The slow beginning of deflation - the case for bonds

Commodity prices are cracking up left, right and centre. Ospraie - one of the stars of the commodity hedge funds - has blown up. The speed at which things unravel is sometimes startling.

Slowly but surely, the global real estate asset price deflation is moving to other asset classes. Is there any link between asset price inflation/deflation and consumer price inflation/deflation? Considering that we had a period of 2002-2007 (and many more periods before that), when asset prices (esp real estate) moved up sharply while CPI remained contained, one would argue that these are two different categories of inflation. So one should be careful in extrapolating asset price deflation to CPI deflation.

At the same time, I would be really surprised if we continue to have asset price deflation and CPI inflation. I haven't read any paper which has looked at the historic correlation between these two, so this is more of a hunch than anything else.
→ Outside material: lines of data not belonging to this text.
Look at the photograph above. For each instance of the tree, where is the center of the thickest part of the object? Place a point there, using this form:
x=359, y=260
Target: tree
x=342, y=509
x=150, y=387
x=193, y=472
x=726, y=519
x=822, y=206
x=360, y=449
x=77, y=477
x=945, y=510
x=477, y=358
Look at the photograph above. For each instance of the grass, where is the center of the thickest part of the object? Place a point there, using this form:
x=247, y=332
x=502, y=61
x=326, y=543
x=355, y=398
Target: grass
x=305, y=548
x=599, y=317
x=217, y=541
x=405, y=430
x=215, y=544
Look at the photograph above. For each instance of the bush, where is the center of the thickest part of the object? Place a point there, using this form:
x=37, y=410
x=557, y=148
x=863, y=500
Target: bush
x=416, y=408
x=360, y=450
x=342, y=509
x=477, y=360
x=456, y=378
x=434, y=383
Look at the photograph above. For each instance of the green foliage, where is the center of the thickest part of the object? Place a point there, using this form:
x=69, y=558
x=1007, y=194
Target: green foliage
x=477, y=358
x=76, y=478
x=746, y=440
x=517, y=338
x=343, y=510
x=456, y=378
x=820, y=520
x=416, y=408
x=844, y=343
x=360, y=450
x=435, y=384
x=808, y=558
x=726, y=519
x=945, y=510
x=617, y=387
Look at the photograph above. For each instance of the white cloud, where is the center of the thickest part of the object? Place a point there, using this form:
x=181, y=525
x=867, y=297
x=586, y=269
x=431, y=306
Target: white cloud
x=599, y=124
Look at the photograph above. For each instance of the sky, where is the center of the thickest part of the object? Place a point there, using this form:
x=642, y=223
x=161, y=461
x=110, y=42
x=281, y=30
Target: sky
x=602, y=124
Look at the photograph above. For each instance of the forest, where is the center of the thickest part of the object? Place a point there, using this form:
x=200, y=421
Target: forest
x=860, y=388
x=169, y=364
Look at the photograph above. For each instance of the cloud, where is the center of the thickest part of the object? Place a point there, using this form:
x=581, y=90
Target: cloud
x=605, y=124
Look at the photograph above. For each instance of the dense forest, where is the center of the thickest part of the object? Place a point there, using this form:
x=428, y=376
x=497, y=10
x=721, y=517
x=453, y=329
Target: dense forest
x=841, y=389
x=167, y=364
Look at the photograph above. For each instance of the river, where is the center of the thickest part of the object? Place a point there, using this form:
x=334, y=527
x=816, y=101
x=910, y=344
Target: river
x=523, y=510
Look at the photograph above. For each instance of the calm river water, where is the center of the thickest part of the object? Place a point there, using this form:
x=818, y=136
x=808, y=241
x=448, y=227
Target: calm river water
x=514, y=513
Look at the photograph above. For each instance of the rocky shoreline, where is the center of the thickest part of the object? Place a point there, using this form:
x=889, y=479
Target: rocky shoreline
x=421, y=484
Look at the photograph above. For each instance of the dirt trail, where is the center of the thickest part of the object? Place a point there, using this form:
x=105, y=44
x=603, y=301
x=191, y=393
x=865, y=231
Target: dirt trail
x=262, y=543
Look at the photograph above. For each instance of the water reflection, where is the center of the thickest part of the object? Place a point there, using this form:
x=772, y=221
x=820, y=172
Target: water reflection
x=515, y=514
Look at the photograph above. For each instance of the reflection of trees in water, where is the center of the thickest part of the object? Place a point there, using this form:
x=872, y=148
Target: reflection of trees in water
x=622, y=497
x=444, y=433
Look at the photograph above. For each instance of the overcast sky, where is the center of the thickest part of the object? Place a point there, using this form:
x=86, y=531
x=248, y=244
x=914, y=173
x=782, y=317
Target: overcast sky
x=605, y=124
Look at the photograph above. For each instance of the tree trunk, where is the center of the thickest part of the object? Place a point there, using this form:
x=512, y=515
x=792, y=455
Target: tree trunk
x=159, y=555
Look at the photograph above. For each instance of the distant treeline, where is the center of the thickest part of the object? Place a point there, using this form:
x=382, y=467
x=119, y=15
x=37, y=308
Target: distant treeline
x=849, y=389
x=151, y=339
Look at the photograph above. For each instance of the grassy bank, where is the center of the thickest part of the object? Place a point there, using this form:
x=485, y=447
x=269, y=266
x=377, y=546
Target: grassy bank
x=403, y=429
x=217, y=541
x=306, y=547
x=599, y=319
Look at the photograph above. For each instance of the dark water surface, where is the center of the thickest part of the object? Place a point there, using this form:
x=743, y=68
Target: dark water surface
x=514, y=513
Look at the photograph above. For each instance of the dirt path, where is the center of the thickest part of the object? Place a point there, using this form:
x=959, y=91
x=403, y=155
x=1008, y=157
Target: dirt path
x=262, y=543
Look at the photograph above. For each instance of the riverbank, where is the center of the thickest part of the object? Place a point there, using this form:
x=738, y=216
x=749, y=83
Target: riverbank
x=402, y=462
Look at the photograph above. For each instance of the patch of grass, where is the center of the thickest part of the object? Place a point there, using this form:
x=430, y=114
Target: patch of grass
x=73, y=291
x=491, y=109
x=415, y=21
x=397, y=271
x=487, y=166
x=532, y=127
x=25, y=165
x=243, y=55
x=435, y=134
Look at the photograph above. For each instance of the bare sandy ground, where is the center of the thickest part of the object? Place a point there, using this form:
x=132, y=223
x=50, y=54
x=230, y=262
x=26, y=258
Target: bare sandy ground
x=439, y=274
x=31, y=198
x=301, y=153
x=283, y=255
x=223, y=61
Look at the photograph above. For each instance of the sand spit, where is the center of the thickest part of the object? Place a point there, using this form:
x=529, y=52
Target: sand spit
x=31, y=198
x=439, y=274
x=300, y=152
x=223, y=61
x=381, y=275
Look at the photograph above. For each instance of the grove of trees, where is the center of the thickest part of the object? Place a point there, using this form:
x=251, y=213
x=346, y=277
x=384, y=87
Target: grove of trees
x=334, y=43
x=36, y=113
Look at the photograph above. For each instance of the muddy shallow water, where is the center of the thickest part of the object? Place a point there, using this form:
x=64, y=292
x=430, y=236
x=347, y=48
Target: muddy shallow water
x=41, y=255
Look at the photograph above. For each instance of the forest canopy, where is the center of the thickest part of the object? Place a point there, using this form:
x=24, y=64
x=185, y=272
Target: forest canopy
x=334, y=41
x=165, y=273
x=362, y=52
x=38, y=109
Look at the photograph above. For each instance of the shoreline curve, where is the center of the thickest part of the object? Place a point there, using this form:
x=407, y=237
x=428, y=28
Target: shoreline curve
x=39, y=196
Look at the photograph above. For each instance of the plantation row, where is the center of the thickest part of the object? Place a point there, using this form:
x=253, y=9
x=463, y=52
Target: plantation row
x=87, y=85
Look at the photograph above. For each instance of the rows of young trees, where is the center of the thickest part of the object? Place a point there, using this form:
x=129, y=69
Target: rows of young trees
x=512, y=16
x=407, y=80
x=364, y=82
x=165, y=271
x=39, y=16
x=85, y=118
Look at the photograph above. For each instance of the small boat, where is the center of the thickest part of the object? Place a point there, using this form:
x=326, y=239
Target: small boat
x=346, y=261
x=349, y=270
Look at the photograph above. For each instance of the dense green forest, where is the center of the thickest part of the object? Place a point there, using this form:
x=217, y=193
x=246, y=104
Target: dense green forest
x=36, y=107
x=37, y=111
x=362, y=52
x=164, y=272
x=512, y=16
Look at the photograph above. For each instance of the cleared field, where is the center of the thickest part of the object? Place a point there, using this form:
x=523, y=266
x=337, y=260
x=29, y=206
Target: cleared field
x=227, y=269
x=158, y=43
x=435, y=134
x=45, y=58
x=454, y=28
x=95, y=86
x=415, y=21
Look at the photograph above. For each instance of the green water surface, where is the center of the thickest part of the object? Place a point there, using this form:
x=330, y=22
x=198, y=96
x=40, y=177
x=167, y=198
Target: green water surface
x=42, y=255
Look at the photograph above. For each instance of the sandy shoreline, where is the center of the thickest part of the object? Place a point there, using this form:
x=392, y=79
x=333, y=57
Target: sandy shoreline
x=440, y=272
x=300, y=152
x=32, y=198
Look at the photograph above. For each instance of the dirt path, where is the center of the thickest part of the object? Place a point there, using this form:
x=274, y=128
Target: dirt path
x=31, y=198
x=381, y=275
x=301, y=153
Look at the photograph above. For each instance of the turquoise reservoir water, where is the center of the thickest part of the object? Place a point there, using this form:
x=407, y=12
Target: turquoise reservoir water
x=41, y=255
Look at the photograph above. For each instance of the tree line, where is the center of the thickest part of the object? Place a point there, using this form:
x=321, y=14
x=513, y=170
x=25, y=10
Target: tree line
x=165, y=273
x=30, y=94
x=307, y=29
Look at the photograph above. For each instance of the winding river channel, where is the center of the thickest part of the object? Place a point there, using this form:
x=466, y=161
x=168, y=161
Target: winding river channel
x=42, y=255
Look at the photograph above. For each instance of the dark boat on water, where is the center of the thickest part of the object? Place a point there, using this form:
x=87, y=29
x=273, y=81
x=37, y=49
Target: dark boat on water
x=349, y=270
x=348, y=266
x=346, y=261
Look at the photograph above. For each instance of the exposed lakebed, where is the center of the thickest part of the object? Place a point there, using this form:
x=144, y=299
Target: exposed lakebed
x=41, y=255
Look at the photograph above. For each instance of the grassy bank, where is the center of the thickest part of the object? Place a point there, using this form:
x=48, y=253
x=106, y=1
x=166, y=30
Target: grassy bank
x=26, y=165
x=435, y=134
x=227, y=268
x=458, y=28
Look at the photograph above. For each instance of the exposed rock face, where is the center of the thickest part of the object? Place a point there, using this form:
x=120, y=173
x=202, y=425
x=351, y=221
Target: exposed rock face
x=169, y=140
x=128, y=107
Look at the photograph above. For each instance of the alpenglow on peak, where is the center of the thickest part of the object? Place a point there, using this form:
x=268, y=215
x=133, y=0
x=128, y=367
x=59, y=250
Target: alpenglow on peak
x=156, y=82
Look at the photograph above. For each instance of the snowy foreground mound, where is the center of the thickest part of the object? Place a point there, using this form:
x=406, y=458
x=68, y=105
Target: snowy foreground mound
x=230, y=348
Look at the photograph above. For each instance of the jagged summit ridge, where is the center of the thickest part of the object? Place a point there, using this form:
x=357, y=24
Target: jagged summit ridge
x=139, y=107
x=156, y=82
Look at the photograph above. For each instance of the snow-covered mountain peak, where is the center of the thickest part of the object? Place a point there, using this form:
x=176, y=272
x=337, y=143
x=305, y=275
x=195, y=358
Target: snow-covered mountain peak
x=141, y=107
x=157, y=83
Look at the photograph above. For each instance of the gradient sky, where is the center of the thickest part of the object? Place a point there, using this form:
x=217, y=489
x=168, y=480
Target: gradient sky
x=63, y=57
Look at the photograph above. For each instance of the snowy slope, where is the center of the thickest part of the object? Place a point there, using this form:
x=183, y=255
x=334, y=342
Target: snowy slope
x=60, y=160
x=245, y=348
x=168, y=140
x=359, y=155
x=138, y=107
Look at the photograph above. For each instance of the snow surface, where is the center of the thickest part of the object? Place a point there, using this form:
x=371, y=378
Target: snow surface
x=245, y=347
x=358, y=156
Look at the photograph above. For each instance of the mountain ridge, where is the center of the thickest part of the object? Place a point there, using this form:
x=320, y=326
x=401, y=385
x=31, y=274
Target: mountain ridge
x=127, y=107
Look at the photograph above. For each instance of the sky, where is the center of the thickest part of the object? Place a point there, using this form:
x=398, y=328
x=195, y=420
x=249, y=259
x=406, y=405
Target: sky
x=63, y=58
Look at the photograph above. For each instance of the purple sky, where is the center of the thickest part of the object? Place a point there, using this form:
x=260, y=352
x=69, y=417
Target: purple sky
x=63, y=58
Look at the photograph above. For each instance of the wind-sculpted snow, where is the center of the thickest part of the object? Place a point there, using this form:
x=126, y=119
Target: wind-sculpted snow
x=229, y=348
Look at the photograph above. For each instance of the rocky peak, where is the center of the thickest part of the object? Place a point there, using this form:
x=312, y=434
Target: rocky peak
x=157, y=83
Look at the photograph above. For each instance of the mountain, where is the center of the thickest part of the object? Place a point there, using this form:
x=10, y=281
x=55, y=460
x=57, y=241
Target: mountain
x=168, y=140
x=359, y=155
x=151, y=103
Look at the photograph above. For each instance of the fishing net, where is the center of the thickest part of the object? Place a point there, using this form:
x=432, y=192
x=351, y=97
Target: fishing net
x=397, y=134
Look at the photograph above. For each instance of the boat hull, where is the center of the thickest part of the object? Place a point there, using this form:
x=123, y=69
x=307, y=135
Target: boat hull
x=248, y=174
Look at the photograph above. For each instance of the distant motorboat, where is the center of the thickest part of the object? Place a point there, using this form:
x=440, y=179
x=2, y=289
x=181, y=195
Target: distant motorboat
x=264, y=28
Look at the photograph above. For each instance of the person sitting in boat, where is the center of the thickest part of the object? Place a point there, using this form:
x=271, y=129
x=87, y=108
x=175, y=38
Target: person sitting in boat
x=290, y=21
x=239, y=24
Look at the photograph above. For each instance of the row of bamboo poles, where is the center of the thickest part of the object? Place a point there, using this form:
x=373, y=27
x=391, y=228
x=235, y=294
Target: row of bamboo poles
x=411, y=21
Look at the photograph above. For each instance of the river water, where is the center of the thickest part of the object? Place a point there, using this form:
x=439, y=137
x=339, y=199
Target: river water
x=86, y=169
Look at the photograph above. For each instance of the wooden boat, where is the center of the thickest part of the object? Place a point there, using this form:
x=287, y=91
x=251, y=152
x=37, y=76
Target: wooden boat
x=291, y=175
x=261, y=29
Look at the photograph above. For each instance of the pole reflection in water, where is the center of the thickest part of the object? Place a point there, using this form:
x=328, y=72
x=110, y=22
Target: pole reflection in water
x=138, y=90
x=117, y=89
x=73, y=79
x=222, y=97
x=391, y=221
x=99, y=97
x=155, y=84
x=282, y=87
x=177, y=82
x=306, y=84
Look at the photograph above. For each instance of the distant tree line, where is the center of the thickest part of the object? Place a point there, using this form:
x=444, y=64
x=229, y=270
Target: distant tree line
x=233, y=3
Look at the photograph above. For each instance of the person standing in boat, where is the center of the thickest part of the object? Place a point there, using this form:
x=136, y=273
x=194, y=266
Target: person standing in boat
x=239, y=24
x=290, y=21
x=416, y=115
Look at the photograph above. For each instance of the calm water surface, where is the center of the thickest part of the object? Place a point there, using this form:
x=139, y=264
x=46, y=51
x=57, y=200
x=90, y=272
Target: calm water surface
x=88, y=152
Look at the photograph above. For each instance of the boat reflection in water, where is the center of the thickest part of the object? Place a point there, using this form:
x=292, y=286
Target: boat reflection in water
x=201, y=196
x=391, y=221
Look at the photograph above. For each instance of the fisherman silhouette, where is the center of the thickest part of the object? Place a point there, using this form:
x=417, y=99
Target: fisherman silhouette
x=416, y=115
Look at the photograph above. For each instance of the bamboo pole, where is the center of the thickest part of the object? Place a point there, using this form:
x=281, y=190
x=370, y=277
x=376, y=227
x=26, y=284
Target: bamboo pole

If this assumption indeed is true, it has profound implications. The wrong thing to do in a CPI deflationary environment is to buy equities. When prices that companies charge for their goods fall, they might pull down absolute profits left for shareholders, because it is not necessary that price declines lead to volumes picking up in a depressingly deflationary environment. The best time to buy stocks are when interest rates are rising from low levels to moderate levels (in response to accelerating growth), than when they are being cut from high levels to moderate levels (in response to decelerating growth).

So one needs to be higher up in the capital structure. Considering that spreads on bonds are also quite high these days when everyone is still worried about inflation, one can end up making a killing in bonds on a risk-adjusted basis. Over the next 5 years, inflation might come down and spreads might compress, so there is money to be made.

My biggest bet of the last year - being long on USD and short on Rupee - has wiped out all losses from 1H08. But, if things in US are as bad as I think they still are, Fed will cut more. The recent commodity price deflation and the USD strength has given them enormous wiggle room. So we might see another period of USD weakness in the next 9 months. But that again is bullish for bonds. The interesting thing to watch would be whether it leads to another commodity spike.

There was one more trade I had tried to do earlier this year - shorting the pound when it was at 1pound = $2USD. I couldnt figure out how to execute it economically. Now it is $1.80. It is amazing to see how currencies move around to transmit the positives/negatives across countries and continents.

Verizon will make a bid for Vodafone in 2012 - the depreciation of the pound has not ended by any stretch of imagination.